Flattening "proc report" output

WORK IN PROGRESS

Introduction

Every so often I make a prediction about the use of SAS in clinical trials programming. I usually get it wrong. My prediction for 2008 is that "proc report" will get a lot more use, especially by CROs creating reports for their study sponsors. The reason I predict this is because it seems that RTF ("Rich Text Format") reports are coming into their own because they look better and are more convenient for copying and pasting values. From what I have seen of CRO reporting systems in Europe, many of them are based on "data _null_" reports. It is not easy to use ODS with "data _null_" to create RTF reports so these reports will have to be rewritten using "proc report" where the use of ODS to create RTF files is very easy.

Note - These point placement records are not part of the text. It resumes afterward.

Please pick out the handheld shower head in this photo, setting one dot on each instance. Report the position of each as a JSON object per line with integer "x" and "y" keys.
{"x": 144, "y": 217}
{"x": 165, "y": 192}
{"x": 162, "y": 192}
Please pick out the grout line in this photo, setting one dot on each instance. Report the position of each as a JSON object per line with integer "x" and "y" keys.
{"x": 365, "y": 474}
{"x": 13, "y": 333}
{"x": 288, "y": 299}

Although "proc report" has been around for a good number of years, skill with it is limited among sas programmers who work in the field of clinical reporting. Getting the "proc report" output to look right is still a challenge. One of the challenges is in avoiding unwanted lines in the report column headers and avoiding unwanted gaps in the data display. How to achieve this is not intuitive. A few "tricks" and techniques must be learned.

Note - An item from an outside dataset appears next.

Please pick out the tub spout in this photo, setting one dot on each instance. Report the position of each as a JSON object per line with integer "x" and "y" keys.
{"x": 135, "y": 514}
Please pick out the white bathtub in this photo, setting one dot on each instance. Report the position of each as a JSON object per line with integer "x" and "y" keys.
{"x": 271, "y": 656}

This page is going to be a long tutorial and the aim is to teach you those tricks and techniques you need to know to achieve a nicely "flattened" proc report output. By "flattened" is meant avoiding unwanted column header lines and unwanted gaps in the data display. You will be strongly encouraged to run sas code yourself to experiment with "proc report", so to help you, some datasets will be made available for you to practise on.

Before we start, I know that many of you will not have time to work through this tutorial and even if you did, a lot of people won't bother, so I am going to reveal the ultimate recommendation here, as I will in the Conclusion, and that is when using "proc report", it is best to transpose your datasets, if your datasets are not already in a convenient form, so that each column shown in the report is an individual variable. That way you have more control over the output, you will not be plagued with unwanted line throws and gaps in the data display and you can adjust the spacing between individual columns and so make the report look good.

The datasets

The data I am going to provide you to practise on is real study data, except it has been reblinded and transformed a bit. This was sent to me and I have got permission from the sender to web it. So this is not an exercise where I am trying to make my favourite point about "proc report". Instead this is using real data to produce a typical (though simple) example of a real report.

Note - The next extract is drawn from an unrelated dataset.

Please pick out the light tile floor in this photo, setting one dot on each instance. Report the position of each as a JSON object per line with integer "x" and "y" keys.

The datasets you can link to below are the original data (though reblinded and transformed) followed by three datasets produced by the Spectre %unistats macro. The %unistats macro can produce three output datasets. The first is a straightforward dataset with descriptive statistics and the next two are transposed datasets -  the first transposed by treatment variable and the second transposed by statistics keyword (MIN, MEAN, MAX etc.). When using the %unistats macro, you are expected to always ask the macro to transpose your output data rather than doing it yourself in your code. This is to make the task of "validation" easier. To find out the contents of these datasets you can either download them and look at the contents using sas or you can read the description of the contents in the header of the macro %unistats.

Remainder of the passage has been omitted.